Now that I know inflammation of the sac caused your heart attacks, I think I need to chase up on the Drs to either re-check the CT scan (if it captured images around my heart) or get them to repeat it.

Wegener's Granulomatosis is one of the things that can cause Myocarditis: Myocarditis Causes - Diseases and Conditions - Mayo Clinic (http://www.mayoclinic.org/diseases-conditions/myocarditis/basics/causes/con-20027303)

According to my doc, we should all be weary of signs of heart issues if we have WG. Just food for thought.

Marta, thank you for the link with info on myocarditis. The symtoms are all what Icurrently have or have had recently. I have finally got an appointment date with Dr Jayne at Addenbroke's. He's probably the best Dr for vasculitis in the UK so I'll talk to him about this.

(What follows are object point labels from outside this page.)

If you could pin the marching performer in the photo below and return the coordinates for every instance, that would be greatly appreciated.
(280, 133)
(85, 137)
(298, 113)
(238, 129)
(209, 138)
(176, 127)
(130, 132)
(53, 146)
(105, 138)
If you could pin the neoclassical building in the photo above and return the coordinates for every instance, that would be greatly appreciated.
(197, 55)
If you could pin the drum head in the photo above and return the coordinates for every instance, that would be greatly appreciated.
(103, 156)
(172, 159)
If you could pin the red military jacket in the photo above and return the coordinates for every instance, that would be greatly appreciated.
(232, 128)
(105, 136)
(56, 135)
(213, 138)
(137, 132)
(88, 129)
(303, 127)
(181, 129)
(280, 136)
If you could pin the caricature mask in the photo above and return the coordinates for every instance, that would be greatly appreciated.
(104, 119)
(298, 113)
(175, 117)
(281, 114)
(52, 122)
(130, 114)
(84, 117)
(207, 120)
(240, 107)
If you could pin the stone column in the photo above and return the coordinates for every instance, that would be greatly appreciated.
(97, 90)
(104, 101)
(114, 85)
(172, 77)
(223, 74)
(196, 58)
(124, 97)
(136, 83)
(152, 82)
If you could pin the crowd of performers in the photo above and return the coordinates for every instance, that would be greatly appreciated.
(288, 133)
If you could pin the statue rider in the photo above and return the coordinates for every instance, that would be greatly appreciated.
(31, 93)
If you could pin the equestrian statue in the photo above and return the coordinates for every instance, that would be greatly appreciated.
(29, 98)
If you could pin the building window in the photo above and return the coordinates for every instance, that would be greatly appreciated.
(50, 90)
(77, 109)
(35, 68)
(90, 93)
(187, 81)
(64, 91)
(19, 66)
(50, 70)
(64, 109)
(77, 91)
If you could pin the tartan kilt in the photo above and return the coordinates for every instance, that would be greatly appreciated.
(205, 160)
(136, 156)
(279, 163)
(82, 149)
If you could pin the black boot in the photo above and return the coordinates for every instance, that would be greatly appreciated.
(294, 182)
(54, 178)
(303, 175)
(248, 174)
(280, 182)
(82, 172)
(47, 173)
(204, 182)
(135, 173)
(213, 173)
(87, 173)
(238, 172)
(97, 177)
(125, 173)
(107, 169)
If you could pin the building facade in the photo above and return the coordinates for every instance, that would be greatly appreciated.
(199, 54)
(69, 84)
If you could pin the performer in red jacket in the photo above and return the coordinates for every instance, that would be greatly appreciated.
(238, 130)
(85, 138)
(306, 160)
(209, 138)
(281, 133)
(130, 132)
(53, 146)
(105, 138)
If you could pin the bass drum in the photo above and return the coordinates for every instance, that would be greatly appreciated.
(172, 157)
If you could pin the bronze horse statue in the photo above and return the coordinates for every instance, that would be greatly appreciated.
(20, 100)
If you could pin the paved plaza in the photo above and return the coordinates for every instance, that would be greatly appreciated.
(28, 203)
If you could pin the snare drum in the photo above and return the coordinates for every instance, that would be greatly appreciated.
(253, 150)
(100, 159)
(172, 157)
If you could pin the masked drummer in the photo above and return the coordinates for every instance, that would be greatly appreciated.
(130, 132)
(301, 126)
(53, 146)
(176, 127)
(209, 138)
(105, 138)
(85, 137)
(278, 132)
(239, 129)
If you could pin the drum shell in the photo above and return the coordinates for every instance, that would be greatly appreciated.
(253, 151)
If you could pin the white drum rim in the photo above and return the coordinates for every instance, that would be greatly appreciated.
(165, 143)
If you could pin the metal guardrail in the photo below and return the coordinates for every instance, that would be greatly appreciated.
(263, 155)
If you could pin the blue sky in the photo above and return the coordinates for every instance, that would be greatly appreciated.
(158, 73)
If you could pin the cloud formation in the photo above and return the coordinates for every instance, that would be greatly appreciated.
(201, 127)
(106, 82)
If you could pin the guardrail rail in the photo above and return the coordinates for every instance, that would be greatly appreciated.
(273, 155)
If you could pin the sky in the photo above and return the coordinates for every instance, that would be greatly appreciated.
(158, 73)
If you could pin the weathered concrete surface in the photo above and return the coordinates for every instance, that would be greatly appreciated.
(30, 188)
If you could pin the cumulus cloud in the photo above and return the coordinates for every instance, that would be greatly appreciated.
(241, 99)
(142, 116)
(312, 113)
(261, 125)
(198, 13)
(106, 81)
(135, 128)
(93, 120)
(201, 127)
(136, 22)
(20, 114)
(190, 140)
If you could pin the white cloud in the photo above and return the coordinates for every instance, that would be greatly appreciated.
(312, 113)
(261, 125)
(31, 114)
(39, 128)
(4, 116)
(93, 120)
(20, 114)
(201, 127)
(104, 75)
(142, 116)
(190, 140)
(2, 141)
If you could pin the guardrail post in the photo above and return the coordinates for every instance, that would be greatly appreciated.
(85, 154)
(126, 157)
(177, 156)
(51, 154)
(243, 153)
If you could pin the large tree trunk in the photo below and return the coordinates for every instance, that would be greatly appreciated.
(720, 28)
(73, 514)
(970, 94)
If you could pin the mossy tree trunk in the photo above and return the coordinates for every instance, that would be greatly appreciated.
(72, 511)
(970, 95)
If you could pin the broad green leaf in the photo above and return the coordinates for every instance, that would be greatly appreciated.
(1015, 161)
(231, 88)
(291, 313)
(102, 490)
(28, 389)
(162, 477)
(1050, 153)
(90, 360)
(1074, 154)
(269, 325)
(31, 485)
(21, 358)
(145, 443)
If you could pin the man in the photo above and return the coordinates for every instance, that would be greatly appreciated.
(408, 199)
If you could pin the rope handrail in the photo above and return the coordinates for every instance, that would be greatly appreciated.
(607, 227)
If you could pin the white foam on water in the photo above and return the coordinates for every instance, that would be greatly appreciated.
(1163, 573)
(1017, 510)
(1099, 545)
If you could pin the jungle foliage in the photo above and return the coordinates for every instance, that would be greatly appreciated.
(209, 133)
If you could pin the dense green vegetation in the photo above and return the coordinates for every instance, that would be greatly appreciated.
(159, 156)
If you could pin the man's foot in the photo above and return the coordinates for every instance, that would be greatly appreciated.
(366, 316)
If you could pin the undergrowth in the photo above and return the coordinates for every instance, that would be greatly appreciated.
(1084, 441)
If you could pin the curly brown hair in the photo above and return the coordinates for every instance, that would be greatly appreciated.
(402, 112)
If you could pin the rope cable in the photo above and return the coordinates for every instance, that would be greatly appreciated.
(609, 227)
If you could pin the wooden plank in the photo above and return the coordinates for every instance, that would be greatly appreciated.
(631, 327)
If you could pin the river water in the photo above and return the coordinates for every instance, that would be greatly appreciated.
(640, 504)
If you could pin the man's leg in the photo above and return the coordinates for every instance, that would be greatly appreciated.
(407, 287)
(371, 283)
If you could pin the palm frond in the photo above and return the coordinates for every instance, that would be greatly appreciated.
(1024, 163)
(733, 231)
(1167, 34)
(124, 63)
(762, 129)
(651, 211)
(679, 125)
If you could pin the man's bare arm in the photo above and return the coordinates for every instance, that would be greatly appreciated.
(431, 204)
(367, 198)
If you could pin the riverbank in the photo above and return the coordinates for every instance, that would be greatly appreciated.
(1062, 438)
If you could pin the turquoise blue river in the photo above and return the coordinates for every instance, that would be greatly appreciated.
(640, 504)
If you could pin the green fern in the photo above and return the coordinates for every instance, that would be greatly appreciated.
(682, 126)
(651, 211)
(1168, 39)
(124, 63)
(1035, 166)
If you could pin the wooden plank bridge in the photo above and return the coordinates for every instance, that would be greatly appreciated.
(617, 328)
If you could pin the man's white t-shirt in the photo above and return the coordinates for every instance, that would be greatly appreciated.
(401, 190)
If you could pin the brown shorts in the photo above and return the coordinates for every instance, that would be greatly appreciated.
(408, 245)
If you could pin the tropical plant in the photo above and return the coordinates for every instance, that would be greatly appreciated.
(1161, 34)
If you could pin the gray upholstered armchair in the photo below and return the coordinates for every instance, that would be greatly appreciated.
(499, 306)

Marta, thank you for the link with info on myocarditis. The symtoms are all what Icurrently have or have had recently. I have finally got an appointment date with Dr Jayne at Addenbroke's. He's probably the best Dr for vasculitis in the UK so I'll talk to him about this.

Sweet!
I know quite a handful of loyal followers.
I believe you will be in good hands.
Best of luck.

Marta, thank you for the link with info on myocarditis. The symtoms are all what Icurrently have or have had recently. I have finally got an appointment date with Dr Jayne at Addenbroke's. He's probably the best Dr for vasculitis in the UK so I'll talk to him about this. Yes, thank you for this link, Marta. It was the only one that even mentioned Wegener's in connection with myocarditis, of the several I looked at. The possibilities of heart problems with us is scary, since they may be present without noticeable symptoms at first.